Related KORE1 Resources
- IT Staffing Services
- Salary Benchmark Assistant
- How to Hire Software Engineers
- How to Hire a Salesforce Developer
- How to Hire DevOps Engineers
- How to Hire Cloud Engineers
- Direct Hire Staffing
- Contact KORE1
Frequently Asked Questions
How much does it cost to hire a PHP developer in 2026?
Depends entirely on what kind of PHP developer. That sounds like a dodge but it’s the honest answer. Glassdoor says $108K. PayScale says $72K. Neither number is wrong, they’re just measuring different populations. For a mid-level developer at a U.S. company with actual benefits, plan on $90K to $120K. Juniors start at $55K-$75K. Seniors with real framework chops and six-plus years, $120K to $155K. Laravel and Symfony specialists command premiums on top of those ranges. Contract rates are $50-$150 an hour depending on specialization.
Is PHP still worth hiring for in 2026?
Seventy-four percent of websites with a known server-side language. Forty-three percent of the entire internet via WordPress. Laravel growing faster than most JavaScript frameworks. PHP 8.x is genuinely modern. The “PHP is dead” take has been running for over a decade and the market share numbers have not moved. So yes. Unless you’re building something with specific real-time requirements where Go or Node.js have structural advantages, PHP is a perfectly strong choice.
Should I hire a Laravel developer or a general PHP developer?
If you run Laravel, hire a Laravel developer. I know that sounds obvious. You’d be surprised how often companies try to save money by hiring a “general PHP developer” and expecting them to pick up the framework in a week. It takes a month, minimum, of reduced productivity. The framework-specific patterns, the Eloquent conventions, the package ecosystem, the Artisan CLI muscle memory. None of it transfers automatically from raw PHP knowledge. Hire for the stack you run.
How long does it take to hire a PHP developer?
Three to five weeks for junior. Six to eight for mid-level. Ten to fourteen for senior. Those are assuming your salary is competitive and your interview process doesn’t involve six rounds and a month-long decision committee. If your budget is 20% below market, add two months to every one of those numbers. Not exaggerating. I’ve watched it happen repeatedly.
What’s the difference between a PHP developer and a full-stack developer who knows PHP?
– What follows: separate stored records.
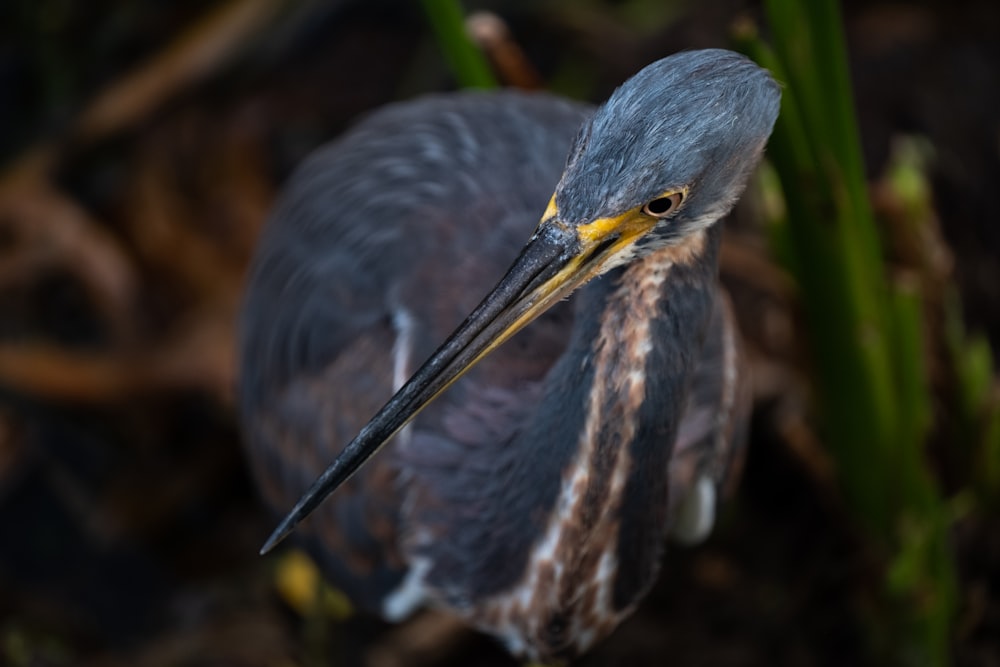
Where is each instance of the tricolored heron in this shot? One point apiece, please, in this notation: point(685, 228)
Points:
point(534, 496)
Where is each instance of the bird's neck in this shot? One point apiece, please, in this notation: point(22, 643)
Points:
point(581, 520)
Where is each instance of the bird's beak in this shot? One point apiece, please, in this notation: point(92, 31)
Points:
point(556, 260)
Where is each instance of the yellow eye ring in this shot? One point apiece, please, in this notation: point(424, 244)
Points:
point(663, 207)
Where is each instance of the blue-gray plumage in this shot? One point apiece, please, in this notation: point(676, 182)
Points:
point(534, 493)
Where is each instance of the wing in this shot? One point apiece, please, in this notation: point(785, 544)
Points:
point(378, 247)
point(708, 454)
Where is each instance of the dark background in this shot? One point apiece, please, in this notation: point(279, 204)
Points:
point(136, 167)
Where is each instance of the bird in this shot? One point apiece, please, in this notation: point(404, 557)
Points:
point(548, 412)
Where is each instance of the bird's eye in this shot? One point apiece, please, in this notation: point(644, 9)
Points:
point(661, 207)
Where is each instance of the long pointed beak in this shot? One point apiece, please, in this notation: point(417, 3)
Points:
point(557, 260)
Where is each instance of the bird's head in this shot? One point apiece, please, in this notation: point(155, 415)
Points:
point(666, 156)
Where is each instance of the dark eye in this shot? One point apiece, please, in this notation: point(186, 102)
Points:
point(661, 207)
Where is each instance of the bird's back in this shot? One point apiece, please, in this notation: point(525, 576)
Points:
point(381, 242)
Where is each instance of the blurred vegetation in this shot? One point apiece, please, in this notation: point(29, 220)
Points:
point(868, 332)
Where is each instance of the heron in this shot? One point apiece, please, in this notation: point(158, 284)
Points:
point(527, 487)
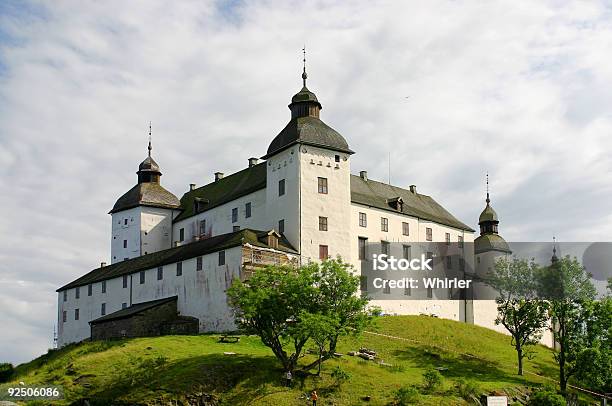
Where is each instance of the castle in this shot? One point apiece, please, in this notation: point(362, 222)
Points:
point(172, 260)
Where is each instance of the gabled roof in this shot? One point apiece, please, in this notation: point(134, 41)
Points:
point(380, 195)
point(134, 309)
point(150, 194)
point(224, 190)
point(176, 254)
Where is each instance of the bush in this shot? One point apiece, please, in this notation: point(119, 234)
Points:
point(340, 375)
point(6, 371)
point(468, 390)
point(433, 380)
point(546, 398)
point(406, 395)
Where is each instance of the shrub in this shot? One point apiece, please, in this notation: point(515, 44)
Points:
point(546, 397)
point(6, 371)
point(433, 380)
point(406, 395)
point(468, 390)
point(340, 375)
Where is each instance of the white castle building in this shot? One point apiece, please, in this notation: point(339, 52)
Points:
point(300, 204)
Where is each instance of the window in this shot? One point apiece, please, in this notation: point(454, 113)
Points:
point(281, 187)
point(363, 283)
point(322, 185)
point(384, 224)
point(323, 252)
point(384, 247)
point(363, 242)
point(363, 220)
point(405, 228)
point(322, 223)
point(406, 251)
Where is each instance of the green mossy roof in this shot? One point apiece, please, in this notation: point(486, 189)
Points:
point(377, 194)
point(490, 242)
point(150, 194)
point(134, 309)
point(224, 190)
point(176, 254)
point(309, 131)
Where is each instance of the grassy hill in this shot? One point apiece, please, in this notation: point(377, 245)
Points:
point(160, 370)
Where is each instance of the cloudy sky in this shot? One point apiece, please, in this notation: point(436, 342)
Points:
point(451, 89)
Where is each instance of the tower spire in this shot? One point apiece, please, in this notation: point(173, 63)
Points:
point(304, 75)
point(149, 147)
point(488, 200)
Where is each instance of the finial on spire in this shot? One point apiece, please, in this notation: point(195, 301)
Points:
point(304, 75)
point(488, 200)
point(149, 147)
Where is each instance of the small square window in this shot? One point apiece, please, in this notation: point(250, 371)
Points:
point(322, 185)
point(384, 224)
point(323, 252)
point(281, 187)
point(363, 220)
point(322, 223)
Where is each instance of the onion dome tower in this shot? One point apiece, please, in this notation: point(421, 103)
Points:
point(489, 239)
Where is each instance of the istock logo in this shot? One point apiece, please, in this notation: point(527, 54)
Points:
point(383, 262)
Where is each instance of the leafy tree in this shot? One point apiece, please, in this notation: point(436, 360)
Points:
point(287, 307)
point(569, 290)
point(519, 310)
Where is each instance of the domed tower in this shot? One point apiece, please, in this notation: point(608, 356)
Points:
point(308, 181)
point(142, 217)
point(489, 245)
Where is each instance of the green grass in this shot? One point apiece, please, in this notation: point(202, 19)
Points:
point(157, 370)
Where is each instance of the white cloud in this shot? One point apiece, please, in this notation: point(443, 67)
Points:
point(519, 89)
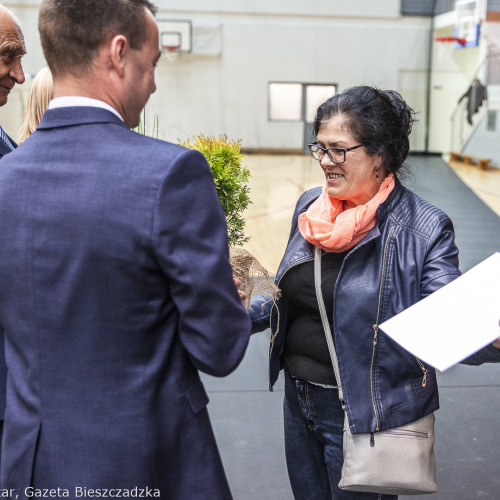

The PHP developer lives in the backend. Server logic, database design, API architecture, queue workers. The full-stack developer with PHP skills also touches the front end. JavaScript, CSS, React, Vue. It’s tempting to think you’re getting two hires for the price of one. You’re getting someone who’s decent at two things instead of excellent at one. For serious backend work, hire the specialist. For a small team where one person handles everything, the full-stack generalist is the pragmatic choice. Neither is wrong. Just match it to what you actually need.
Can I hire PHP developers remotely?
Yes. A lot of companies do. PHP development is remote-friendly because the tooling and deployment pipelines are mature. Offshore developers from Eastern Europe or Latin America run 40-60% cheaper. But. And this is a big but. Communication friction is real. Code review takes longer. If your developer needs to sit in stakeholder meetings and read the room and explain technical trade-offs to a non-technical VP, time zone proximity matters more than most people realize until they’ve been burned by it. Offshore works great for well-scoped tasks with clear specs. It’s rough when ambiguity is high and judgment calls happen in real-time conversations that your developer isn’t awake for.